The regcomp() functions

#include <tre/regex.h>

int regcomp(regex_t *preg, const char *regex, int cflags);
int regncomp(regex_t *preg, const char *regex, size_t len, int cflags);
int regwcomp(regex_t *preg, const wchar_t *regex, int cflags);
int regwncomp(regex_t *preg, const wchar_t *regex, size_t len, int cflags);

The regcomp() function compiles the regex string pointed to by regex to an internal representation and stores the result in the pattern buffer structure pointed to by preg. The regncomp() function is like regcomp(), but regex is not terminated with the null byte. Instead, the len argument is used to give the length of the string, and the string may contain null bytes. The regwcomp() and regwncomp() functions work like regcomp() and regncomp(), respectively, but take a wide character (wchar_t) string instead of a byte string.

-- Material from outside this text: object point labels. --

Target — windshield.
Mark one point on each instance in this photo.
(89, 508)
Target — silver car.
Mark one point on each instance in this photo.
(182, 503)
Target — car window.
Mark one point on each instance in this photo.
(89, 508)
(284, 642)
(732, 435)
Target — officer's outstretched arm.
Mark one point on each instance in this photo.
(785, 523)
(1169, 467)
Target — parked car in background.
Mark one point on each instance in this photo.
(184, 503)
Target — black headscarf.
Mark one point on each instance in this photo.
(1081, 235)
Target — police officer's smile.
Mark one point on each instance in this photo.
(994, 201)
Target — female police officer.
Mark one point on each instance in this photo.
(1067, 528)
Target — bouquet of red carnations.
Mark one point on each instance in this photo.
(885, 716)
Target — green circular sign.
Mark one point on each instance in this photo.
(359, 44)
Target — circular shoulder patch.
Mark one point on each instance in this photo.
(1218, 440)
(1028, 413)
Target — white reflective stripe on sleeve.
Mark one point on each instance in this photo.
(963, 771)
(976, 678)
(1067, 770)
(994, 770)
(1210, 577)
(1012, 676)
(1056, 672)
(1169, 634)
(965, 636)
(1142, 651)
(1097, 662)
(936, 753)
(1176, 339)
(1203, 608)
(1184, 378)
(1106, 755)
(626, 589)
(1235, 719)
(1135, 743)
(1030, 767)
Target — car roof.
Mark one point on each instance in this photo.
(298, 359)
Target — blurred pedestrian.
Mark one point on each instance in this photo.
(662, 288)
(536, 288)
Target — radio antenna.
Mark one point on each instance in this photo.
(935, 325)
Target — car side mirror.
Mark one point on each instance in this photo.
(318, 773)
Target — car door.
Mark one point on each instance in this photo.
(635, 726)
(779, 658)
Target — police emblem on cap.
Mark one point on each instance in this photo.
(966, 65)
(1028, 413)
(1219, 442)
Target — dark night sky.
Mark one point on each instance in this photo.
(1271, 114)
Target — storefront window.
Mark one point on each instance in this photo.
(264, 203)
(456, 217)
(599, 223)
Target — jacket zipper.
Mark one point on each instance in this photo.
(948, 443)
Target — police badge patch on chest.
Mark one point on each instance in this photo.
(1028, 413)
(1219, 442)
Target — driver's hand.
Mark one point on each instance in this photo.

The cflags argument is a the bitwise inclusive OR of zero or more of the following flags (defined in the header <tre/regex.h>):

REG_EXTENDED
Use POSIX Extended Regular Expression (ERE) compatible syntax when compiling regex. The default syntax is the POSIX Basic Regular Expression (BRE) syntax, but it is considered obsolete.
REG_ICASE
Ignore case. Subsequent searches with the regexec family of functions using this pattern buffer will be case insensitive.
REG_NOSUB
Do not report submatches. Subsequent searches with the regexec family of functions will only report whether a match was found or not and will not fill the submatch array.
REG_NEWLINE
Normally the newline character is treated as an ordinary character. When this flag is used, the newline character ('\n', ASCII code 10) is treated specially as follows:
  1. The match-any-character operator (dot "." outside a bracket expression) does not match a newline.
  2. A non-matching list ([^...]) not containing a newline does not match a newline.
  3. The match-beginning-of-line operator ^ matches the empty string immediately after a newline as well as the empty string at the beginning of the string (but see the REG_NOTBOL regexec() flag below).
  4. The match-end-of-line operator $ matches the empty string immediately before a newline as well as the empty string at the end of the string (but see the REG_NOTEOL regexec() flag below).
REG_LITERAL
Interpret the entire regex argument as a literal string, that is, all characters will be considered ordinary. This is a nonstandard extension, compatible with but not specified by POSIX.
REG_NOSPEC
Same as REG_LITERAL. This flag is provided for compatibility with BSD.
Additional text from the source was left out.